This Labor Day working people and their families in New York State are in an exciting and challenging moment. For the first time in years, the labor movement together with its broad movement allies, has the potential to change the course of the country in a more positive direction.
The 2008 Presidential election is historic. Not only has the Democratic Party nominated an African American as its candidate for the first time, but there have also been record turnouts in the primaries and a vibrant grassroots movement has developed.
What’s at stake for working people in the election couldn’t be starker.
McCain represents four more years of the failed Bush policies of war and aggression, tax-breaks for the rich and big corporations, and destruction of social services vital to working-class communities. On the other hand, the candidacy of Barack Obama reflects and represents the massive desire for change: for a livable environment and a sustainable world, for jobs with justice, for peace and progress, for fair taxes and a program to rebuild our cities and towns. Let's be clear, there is a big difference between these two choices. McCain is no "maverick." He is a real conservative who puts the "rights" of the rich and corporations ahead of the needs of the working majority. McCain received a dismal zero percent pro-labor voting record for 2007 while Obama has a stellar 100 percent record and said he looks forward to signing the Employee Free Choice Act into law as our next President.
25 percent of the Democratic Party’s Convention delegates were union members, while the GOP Convention speakers took turns bashing unions and blaming them for the economic crisis in the country.
Of course, deeper Democratic majorities in the House and Senate and in an increase in progressives in the Congress will also shift the terrain in Washington, opening the way for legislation to turn-back the damage of the Bush years, and to repair the country from 30 years of right-wing rule. This is no time to sit out the election.
We not only have a chance to undo the Bush Agenda, but to win big transformative victories and set the stage for higher levels of struggle. A decisive electoral victory in November will lead the way to passage of the Employee Free Choice Act, the end of the occupation of Iraq and implement some form a of national health care.
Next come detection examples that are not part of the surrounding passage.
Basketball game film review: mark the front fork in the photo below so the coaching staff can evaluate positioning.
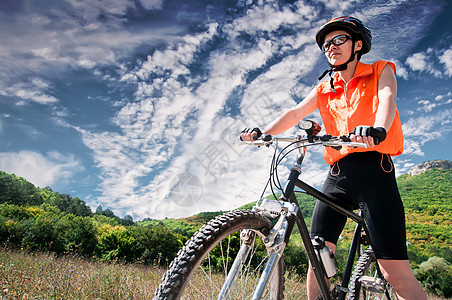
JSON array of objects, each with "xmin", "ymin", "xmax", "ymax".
[{"xmin": 217, "ymin": 205, "xmax": 298, "ymax": 300}]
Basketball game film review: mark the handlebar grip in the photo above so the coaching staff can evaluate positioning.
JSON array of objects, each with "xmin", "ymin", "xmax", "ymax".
[{"xmin": 262, "ymin": 134, "xmax": 273, "ymax": 142}]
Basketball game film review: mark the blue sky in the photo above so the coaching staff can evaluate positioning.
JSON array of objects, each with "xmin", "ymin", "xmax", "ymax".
[{"xmin": 0, "ymin": 0, "xmax": 452, "ymax": 220}]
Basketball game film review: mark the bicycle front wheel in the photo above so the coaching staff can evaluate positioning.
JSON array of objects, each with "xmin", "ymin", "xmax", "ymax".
[
  {"xmin": 154, "ymin": 210, "xmax": 284, "ymax": 300},
  {"xmin": 347, "ymin": 248, "xmax": 397, "ymax": 300}
]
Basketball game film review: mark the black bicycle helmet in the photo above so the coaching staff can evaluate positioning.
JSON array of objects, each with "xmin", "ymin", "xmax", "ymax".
[
  {"xmin": 315, "ymin": 16, "xmax": 372, "ymax": 92},
  {"xmin": 315, "ymin": 16, "xmax": 372, "ymax": 54}
]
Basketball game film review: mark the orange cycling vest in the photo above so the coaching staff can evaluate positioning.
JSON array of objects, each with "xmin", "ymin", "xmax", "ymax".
[{"xmin": 316, "ymin": 61, "xmax": 403, "ymax": 165}]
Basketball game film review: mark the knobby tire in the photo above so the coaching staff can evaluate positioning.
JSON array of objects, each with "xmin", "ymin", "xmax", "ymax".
[{"xmin": 154, "ymin": 210, "xmax": 284, "ymax": 300}]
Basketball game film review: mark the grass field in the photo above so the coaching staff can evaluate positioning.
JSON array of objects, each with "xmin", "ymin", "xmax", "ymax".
[{"xmin": 0, "ymin": 249, "xmax": 440, "ymax": 300}]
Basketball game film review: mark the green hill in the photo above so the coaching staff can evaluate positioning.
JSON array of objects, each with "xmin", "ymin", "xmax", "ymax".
[
  {"xmin": 139, "ymin": 169, "xmax": 452, "ymax": 266},
  {"xmin": 0, "ymin": 165, "xmax": 452, "ymax": 266}
]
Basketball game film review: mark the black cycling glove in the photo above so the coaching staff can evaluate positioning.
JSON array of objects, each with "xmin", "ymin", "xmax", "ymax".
[
  {"xmin": 240, "ymin": 127, "xmax": 262, "ymax": 140},
  {"xmin": 350, "ymin": 125, "xmax": 386, "ymax": 145}
]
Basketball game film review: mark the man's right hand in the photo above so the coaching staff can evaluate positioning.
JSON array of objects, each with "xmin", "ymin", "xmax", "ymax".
[{"xmin": 240, "ymin": 127, "xmax": 262, "ymax": 142}]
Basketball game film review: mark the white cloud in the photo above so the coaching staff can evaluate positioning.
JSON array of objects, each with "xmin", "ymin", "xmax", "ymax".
[
  {"xmin": 402, "ymin": 109, "xmax": 452, "ymax": 156},
  {"xmin": 439, "ymin": 48, "xmax": 452, "ymax": 76},
  {"xmin": 0, "ymin": 150, "xmax": 82, "ymax": 187},
  {"xmin": 0, "ymin": 78, "xmax": 58, "ymax": 104}
]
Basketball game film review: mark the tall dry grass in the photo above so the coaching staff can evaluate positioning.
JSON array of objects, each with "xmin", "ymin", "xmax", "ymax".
[
  {"xmin": 0, "ymin": 250, "xmax": 164, "ymax": 299},
  {"xmin": 0, "ymin": 249, "xmax": 440, "ymax": 300}
]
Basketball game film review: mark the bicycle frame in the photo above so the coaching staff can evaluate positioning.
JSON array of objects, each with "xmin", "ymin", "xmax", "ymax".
[{"xmin": 218, "ymin": 138, "xmax": 381, "ymax": 300}]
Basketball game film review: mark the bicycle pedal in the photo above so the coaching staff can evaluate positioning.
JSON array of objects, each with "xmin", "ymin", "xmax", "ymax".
[{"xmin": 359, "ymin": 276, "xmax": 386, "ymax": 294}]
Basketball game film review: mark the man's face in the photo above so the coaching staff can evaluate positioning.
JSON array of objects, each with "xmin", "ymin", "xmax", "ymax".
[{"xmin": 325, "ymin": 30, "xmax": 362, "ymax": 66}]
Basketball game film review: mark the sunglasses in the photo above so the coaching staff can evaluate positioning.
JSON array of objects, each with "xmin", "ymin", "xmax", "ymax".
[{"xmin": 322, "ymin": 34, "xmax": 353, "ymax": 52}]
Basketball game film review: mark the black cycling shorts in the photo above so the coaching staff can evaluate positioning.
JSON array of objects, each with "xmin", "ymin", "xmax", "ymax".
[{"xmin": 311, "ymin": 151, "xmax": 408, "ymax": 260}]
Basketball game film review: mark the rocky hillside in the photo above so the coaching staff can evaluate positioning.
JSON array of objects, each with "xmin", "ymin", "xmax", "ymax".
[{"xmin": 408, "ymin": 159, "xmax": 452, "ymax": 176}]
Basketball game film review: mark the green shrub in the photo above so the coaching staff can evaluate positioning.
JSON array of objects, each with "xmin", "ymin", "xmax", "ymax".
[{"xmin": 414, "ymin": 256, "xmax": 452, "ymax": 298}]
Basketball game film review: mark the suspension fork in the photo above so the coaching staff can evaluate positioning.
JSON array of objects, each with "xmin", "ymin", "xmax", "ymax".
[{"xmin": 282, "ymin": 147, "xmax": 331, "ymax": 300}]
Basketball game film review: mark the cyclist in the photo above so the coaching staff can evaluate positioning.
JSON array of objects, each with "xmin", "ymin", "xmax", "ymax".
[{"xmin": 241, "ymin": 16, "xmax": 426, "ymax": 300}]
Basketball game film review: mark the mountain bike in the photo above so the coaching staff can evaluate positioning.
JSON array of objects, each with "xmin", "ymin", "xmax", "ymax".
[{"xmin": 154, "ymin": 120, "xmax": 395, "ymax": 300}]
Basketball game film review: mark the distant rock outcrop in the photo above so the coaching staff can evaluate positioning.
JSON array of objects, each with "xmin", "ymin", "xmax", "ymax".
[{"xmin": 408, "ymin": 159, "xmax": 452, "ymax": 176}]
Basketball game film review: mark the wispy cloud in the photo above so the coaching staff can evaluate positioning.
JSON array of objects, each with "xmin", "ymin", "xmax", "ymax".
[{"xmin": 0, "ymin": 0, "xmax": 450, "ymax": 217}]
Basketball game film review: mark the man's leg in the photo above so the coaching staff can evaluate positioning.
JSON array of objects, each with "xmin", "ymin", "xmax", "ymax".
[{"xmin": 378, "ymin": 259, "xmax": 427, "ymax": 300}]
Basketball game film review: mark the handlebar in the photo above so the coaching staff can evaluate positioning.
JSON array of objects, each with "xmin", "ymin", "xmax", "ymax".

The working-class has been on the defensive for decades, this election has the chance to put the movements back on offense, to set the agenda for the country.
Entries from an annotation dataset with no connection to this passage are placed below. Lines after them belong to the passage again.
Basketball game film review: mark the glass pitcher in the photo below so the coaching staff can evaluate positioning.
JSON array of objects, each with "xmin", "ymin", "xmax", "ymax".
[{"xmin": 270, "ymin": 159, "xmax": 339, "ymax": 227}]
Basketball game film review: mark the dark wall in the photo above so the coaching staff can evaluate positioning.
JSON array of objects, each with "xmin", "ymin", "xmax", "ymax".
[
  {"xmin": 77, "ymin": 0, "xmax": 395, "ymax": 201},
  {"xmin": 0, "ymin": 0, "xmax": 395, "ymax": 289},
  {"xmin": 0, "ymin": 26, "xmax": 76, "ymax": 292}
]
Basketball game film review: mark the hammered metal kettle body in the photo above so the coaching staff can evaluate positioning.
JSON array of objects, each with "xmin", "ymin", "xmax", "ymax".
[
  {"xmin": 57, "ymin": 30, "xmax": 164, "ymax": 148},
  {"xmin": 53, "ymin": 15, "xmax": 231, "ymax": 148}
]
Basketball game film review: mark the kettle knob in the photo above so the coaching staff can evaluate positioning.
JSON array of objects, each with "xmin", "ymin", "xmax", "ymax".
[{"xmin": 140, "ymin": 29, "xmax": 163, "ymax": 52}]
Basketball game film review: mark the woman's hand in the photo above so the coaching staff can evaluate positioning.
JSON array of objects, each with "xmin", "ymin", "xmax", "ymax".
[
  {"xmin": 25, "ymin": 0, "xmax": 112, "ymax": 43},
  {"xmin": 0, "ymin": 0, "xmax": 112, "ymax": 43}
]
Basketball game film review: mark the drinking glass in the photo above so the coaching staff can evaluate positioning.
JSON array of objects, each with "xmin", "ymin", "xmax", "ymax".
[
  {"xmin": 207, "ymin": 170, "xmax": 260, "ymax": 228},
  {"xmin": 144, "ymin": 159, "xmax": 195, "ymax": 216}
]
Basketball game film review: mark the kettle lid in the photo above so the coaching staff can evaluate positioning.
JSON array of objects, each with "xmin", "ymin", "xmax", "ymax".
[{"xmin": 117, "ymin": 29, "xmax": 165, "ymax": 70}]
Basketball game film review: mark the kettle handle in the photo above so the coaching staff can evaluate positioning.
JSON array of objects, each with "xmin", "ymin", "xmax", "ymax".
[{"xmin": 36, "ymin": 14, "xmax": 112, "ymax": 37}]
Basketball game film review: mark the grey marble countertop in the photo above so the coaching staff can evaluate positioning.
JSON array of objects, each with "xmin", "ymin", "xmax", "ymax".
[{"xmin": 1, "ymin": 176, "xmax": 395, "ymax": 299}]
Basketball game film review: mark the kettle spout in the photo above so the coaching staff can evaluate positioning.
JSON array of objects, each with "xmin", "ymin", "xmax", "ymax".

The potential for change is not just in Washington. There is a chance for a shift in the balance of forces in Albany as well. For the first time in decades, the Republicans could lose control of the New York State Senate. No longer will they be able to block progressive legislation, block taxation on the rich, and block reform of out-of-date laws like the Taylor Law, which bans public workers from striking.
A big people’s victory in November is not the end of the struggle, but a new beginning on more favorable ground. The mass movements of the people: the peace movement, student movement, civil rights movement, women’s movement, and labor movement have to keep the pressure on to ensure a new Democratic Administration and Legislature keep the promise to meet the people’s needs.
Together, we can win in November and together we can go on the to change the world.